Fertilisation and Implantation
The process of fusion of a sperm with an ovum is called fertilisation.
Fertilisation can only occur if the ovum and sperms are transported simultaneously to the ampullary – isthmic junction.
Events during fertilisation :
- Sperm comes in contact with zona pellucida
- Induces changes in membrane that block entry of additional sperms
- Secretions of acrosome help sperm enter the cytoplasm of ovum
- Meiotic division of secondary oocyte
- Haploid ovum and 2nd polar body formed
- Formation of zygote
- zygote moves towards uterus
- Blastomeres (2,4,8,16 daughter cells)
- morula (8-16 blastomeres)
- Blastomeres in blastocyst arrange into an outer layer trophoblast and an inner group of cells attached to trophoblast
- Blastocyst gets embedded in endometrium of uterus (implantation)
- Uterine cells rapidly divide and cover the blastocyst
- Inner layer grows out as finger like projections called villi into the uterine stroma
- Chorionic villi and uterine tissue get interdigitated to form placenta
- Placenta secretes hormones like hCG , hPL , estrogens , progesterones (to maintain pregnancy)
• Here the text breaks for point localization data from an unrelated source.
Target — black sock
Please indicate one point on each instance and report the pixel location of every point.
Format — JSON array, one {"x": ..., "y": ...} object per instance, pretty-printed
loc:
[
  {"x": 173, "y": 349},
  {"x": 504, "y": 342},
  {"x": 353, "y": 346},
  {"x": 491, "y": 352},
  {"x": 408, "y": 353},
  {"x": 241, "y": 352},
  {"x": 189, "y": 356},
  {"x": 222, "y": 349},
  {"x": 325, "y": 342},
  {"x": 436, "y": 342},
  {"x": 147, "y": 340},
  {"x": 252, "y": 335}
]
- Inner cell mass differentiates into an outer layer called ectoderm and an inner layer called endoderm
- Mesoderm appears between ectoderm and endoderm
- Stem cells (undifferentiated embryonic cells)
Features of embryonic development
- The human pregnancy lasts for 9 months
- 1st month – embryo’s heart is formed
- 2nd month – foetus develops limbs and digits
- 12 weeks (1st trimester) – major organ systems are formed
- 5th month – 1st movements of foetus and appearance of hair on head
- 24 weeks (2nd trimester) – body covered with fine hair , eye lids separate , eye lashes formed
Parturition and Lactation
- Gestation period – 9 months
- Parturition – the process of delivery of the foetus (childbirth)
- Signals for parturition originate from the fully developed fetus and placenta inducing mild uterine contractions called Foetal ejection reflex
- It triggers the release of oxytocin from maternal pituitary
Oxytocin acts on uterine muscle, causes stronger uterine contractions, which in turn stimulates further secretion of oxytocin.
- The mammary glands undergo differentiation during pregnancy and starts producing milk towards the end of pregnancy by the process called lactation.
- The milk produced during the initial few days of lactation – colostrum
- It contains several antibodies essential to develop resistance for new-borns.